Important: Each task has its own default values that you can override. For comprehensive override options, see Parameter Overrides.

Configuration Structure#

evaluation:
  overrides:  # Global overrides for all tasks
    config.params.request_timeout: 3600
  tasks:
    - name: task_name  # Use default benchmark configuration
    - name: another_task
      overrides:  # Task-specific overrides
        config.params.temperature: 0.6
        config.params.top_p: 0.95
      env_vars:  # Task-specific environment variables
        HF_TOKEN: MY_HF_TOKEN

Key Components#

Global Overrides#

  • overrides: Parameter overrides that apply to all tasks

  • env_vars: Environment variables that apply to all tasks

Task Configuration#

  • tasks: List of evaluation tasks to run

  • name: Name of the benchmark task

  • overrides: Task-specific parameter overrides

  • env_vars: Task-specific environment variables

For a comprehensive list of available tasks, their descriptions, and task-specific parameters, see NeMo Evaluator Containers.
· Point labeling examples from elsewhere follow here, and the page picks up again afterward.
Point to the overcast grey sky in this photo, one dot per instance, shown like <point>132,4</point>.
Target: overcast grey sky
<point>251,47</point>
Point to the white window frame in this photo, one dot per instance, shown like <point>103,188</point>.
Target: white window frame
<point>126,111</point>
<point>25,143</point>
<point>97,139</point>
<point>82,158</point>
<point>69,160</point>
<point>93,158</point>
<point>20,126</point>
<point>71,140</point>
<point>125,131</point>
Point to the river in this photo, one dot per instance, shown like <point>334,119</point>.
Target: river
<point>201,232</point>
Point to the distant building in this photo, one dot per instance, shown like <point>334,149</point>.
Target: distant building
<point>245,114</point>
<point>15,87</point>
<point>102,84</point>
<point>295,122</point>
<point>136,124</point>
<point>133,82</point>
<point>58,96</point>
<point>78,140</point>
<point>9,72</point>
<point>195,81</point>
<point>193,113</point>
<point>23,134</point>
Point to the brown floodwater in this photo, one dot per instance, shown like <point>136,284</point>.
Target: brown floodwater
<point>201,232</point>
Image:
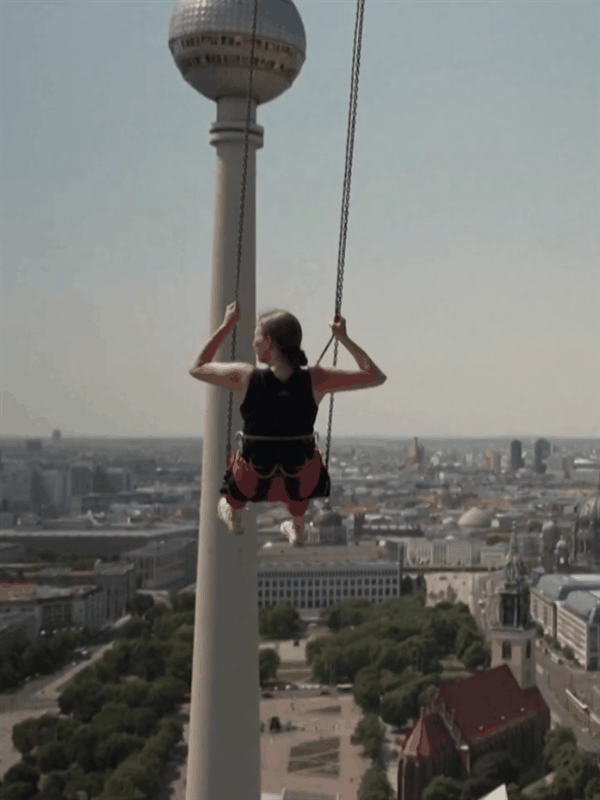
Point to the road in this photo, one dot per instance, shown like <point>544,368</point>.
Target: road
<point>34,699</point>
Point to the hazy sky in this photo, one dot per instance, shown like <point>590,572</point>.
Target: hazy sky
<point>472,266</point>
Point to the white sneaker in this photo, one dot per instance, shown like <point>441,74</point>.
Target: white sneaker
<point>231,518</point>
<point>295,538</point>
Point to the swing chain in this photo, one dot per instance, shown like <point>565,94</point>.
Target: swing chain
<point>242,212</point>
<point>360,10</point>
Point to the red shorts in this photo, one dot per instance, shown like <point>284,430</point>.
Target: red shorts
<point>244,483</point>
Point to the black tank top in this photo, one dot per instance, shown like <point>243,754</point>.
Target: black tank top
<point>274,408</point>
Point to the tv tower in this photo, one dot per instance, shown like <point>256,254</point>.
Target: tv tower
<point>211,41</point>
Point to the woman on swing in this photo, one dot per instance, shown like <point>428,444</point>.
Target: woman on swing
<point>279,408</point>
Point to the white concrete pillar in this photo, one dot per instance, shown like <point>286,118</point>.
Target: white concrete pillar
<point>224,741</point>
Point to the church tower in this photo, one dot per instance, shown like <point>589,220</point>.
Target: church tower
<point>512,634</point>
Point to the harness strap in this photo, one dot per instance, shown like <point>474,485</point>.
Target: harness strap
<point>304,437</point>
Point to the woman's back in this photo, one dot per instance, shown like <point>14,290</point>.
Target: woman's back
<point>273,407</point>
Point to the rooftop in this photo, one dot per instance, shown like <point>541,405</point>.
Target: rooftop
<point>20,534</point>
<point>489,700</point>
<point>321,565</point>
<point>585,605</point>
<point>558,587</point>
<point>21,592</point>
<point>155,548</point>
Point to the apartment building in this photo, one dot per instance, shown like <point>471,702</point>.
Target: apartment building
<point>318,585</point>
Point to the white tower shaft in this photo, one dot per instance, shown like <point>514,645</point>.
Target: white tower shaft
<point>224,738</point>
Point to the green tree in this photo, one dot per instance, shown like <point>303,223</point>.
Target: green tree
<point>350,612</point>
<point>476,655</point>
<point>24,735</point>
<point>22,772</point>
<point>140,604</point>
<point>268,664</point>
<point>145,721</point>
<point>513,792</point>
<point>367,689</point>
<point>184,601</point>
<point>18,791</point>
<point>375,785</point>
<point>465,638</point>
<point>179,661</point>
<point>166,694</point>
<point>498,765</point>
<point>52,756</point>
<point>113,717</point>
<point>133,693</point>
<point>442,788</point>
<point>52,786</point>
<point>83,699</point>
<point>146,660</point>
<point>592,790</point>
<point>580,771</point>
<point>403,704</point>
<point>556,743</point>
<point>370,733</point>
<point>477,787</point>
<point>134,628</point>
<point>280,622</point>
<point>113,749</point>
<point>81,749</point>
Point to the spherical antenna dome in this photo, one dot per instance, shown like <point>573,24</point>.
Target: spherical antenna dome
<point>211,41</point>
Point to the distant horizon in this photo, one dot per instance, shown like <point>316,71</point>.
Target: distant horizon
<point>471,269</point>
<point>421,437</point>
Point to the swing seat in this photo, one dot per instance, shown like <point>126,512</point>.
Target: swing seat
<point>253,475</point>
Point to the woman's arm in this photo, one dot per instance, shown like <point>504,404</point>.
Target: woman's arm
<point>365,363</point>
<point>210,348</point>
<point>327,381</point>
<point>232,375</point>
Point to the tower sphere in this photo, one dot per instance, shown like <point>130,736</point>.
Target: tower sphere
<point>210,41</point>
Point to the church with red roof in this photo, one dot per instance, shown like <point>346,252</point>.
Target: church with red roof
<point>468,718</point>
<point>497,709</point>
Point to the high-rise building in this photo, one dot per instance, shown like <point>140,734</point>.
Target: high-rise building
<point>214,43</point>
<point>516,457</point>
<point>541,451</point>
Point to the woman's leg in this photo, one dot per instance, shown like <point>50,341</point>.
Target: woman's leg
<point>297,511</point>
<point>230,512</point>
<point>236,505</point>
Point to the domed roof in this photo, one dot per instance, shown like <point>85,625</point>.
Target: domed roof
<point>327,517</point>
<point>590,511</point>
<point>475,518</point>
<point>561,545</point>
<point>211,40</point>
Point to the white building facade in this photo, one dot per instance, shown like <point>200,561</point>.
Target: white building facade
<point>317,585</point>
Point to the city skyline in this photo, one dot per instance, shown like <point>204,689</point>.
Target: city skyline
<point>474,214</point>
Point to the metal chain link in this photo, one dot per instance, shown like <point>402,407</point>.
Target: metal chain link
<point>242,211</point>
<point>360,10</point>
Advanced Task Configuration#

Parameter Overrides#

The overrides system is crucial for leveraging the full flexibility of the common endpoint interceptors and task configuration layer. This is where nemo-evaluator intersects with nemo-evaluator-launcher, providing a unified configuration interface.

Global Overrides#

Settings applied to all tasks listed in the config.

evaluation:
  overrides:
    config.params.request_timeout: 3600
    config.params.temperature: 0.7

Task-Specific Overrides#

Parameters passed to a job for a single task. They take precedence over global evaluation settings.

evaluation:
  tasks:
    - name: gpqa_diamond
      overrides:
        config.params.temperature: 0.6
        config.params.top_p: 0.95
        config.params.max_new_tokens: 8192
        config.params.parallelism: 32
    - name: mbpp
      overrides:
        config.params.temperature: 0.2
        config.params.top_p: 0.95
        config.params.max_new_tokens: 2048
        config.params.extra.n_samples: 5

Environment Variables#

Task-specifi environment variables. These parameters are set for a single job and don’t affect other tasks:

evaluation:
  tasks:
    - name: task_name1
      # HF_TOKEN and CUSTOM_VAR are available for task_name1
      env_vars:
        HF_TOKEN: MY_HF_TOKEN
        CUSTOM_VAR: CUSTOM_VALUE
    - name: task_name2    # HF_TOKEN and CUSTOM_VAR are not set for task_name2

When to Use#

Use evaluation configuration when you want to:

  • Change Default Sampling Parameters: Adjust temperature, top_p, max_new_tokens for different tasks

  • Change Default Task Values: Override benchmark-specific default configurations

  • Configure Task-Specific Parameters: Set custom parameters for individual benchmarks (e.g., n_samples for code generation tasks)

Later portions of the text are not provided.